The AJ-C surveys the stats for Georgia and Georgia Tech and concludes that the “numbers suggest close game”. Eh, maybe.
The paper is hanging a lot on the fact that Tech sits at a lofty 16th nationally in total defense – hey, Ted Roof’s on the Broyles watch list! – but that ranking is a trifle misleading in that the Jackets have faced not one, but two 1-AA offenses this season. Now that’s not totally their fault, as they had to deal with a last-minute scheduling hole created by conference expansion, but it’s still the hand they’ve played this season.
So guess what happens when you look at the total defense rankings against only D-1 opponents? Georgia Tech drops to a still solid, but less impressive 29th.
But even that doesn’t tell the real story. The real story is that Tech’s defense has been on the field for fewer plays than all but one team in the country. That’s because Georgia Tech’s offense does a very good job keeping the defense on the sidelines.

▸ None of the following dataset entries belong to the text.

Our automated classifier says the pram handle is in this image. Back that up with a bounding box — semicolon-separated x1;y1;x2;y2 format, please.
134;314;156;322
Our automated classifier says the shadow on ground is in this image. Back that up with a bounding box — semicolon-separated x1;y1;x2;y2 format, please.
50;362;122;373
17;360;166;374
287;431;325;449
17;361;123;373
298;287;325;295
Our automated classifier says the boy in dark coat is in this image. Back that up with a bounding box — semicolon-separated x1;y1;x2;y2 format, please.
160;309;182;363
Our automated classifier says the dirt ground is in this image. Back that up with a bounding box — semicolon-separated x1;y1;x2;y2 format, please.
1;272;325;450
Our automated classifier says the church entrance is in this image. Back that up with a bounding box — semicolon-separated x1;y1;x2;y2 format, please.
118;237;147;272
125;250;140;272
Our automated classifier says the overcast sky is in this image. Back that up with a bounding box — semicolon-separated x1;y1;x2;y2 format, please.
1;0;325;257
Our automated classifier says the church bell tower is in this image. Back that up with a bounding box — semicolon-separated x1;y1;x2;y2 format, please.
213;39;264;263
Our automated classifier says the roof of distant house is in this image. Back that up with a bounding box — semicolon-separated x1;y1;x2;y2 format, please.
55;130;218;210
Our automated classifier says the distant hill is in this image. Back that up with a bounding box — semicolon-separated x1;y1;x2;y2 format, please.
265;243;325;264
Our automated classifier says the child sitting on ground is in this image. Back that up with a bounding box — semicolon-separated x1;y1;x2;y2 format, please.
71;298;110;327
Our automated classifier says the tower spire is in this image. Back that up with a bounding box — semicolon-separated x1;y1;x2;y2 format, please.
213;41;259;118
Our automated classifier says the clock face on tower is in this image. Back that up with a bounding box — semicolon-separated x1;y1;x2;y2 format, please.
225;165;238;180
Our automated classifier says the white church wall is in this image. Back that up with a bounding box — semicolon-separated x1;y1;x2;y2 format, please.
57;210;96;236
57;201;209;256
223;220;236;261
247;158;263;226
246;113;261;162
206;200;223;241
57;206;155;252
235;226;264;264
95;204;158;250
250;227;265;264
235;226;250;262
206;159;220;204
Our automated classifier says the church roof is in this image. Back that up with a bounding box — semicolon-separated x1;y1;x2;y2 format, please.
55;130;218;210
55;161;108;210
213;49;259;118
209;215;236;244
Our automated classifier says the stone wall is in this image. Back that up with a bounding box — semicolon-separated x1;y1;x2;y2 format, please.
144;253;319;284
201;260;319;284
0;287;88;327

This brings me to something that drives me crazy, people who argue that time of possession is a meaningless stat. It’s not meaningless if dominating it is part of a team’s philosophy, which is clearly the case with the Jackets.
And it’s a big deal when you look at how defenses rank in the context of yards per play. Georgia Tech is decidedly mediocre by the standards of that metric, at 5.81, which ranks 77th nationally. How do I know that’s mediocre? Because Georgia is 66th, at 5.55 ypp.

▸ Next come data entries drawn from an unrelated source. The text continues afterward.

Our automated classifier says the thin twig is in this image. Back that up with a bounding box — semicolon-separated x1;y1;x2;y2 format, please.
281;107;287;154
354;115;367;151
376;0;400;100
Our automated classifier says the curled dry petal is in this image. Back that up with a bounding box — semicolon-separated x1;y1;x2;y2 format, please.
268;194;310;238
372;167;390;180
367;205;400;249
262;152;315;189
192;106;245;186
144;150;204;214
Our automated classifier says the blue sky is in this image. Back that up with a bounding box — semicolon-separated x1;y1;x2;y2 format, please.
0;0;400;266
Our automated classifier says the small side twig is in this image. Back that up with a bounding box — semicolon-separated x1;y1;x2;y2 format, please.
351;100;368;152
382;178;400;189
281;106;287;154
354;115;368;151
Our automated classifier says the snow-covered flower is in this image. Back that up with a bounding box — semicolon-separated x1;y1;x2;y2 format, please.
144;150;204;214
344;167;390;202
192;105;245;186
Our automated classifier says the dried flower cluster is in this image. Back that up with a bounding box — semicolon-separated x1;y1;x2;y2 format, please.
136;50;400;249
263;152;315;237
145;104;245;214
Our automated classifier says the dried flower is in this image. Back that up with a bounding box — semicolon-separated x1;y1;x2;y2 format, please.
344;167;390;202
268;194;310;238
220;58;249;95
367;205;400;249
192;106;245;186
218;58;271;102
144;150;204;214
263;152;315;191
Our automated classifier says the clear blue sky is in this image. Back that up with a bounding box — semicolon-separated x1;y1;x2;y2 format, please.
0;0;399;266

The offensive story is a little more lopsided, perhaps surprisingly. Despite all the injuries which have plagued them, the Dawgs still rank 14th nationally in total offense against D-1 teams; generating about seventy yards less per game, Georgia Tech ranks 56th. It’s not explained by the number of plays each offense has run – Georgia is 68th and Tech is 105th, but GT has played one less game against FBS teams than Georgia, so when you average it out, the Jackets have run about one play per game more than Georgia. It’s chalked up to offensive yards per play, as the 10th-ranked Dawgs average an entire yard per play more than Georgia Tech.
All of which suggests rather loudly to me that the biggest key to Saturday’s game is Georgia Tech keeping Georgia’s offense off the field as much as possible.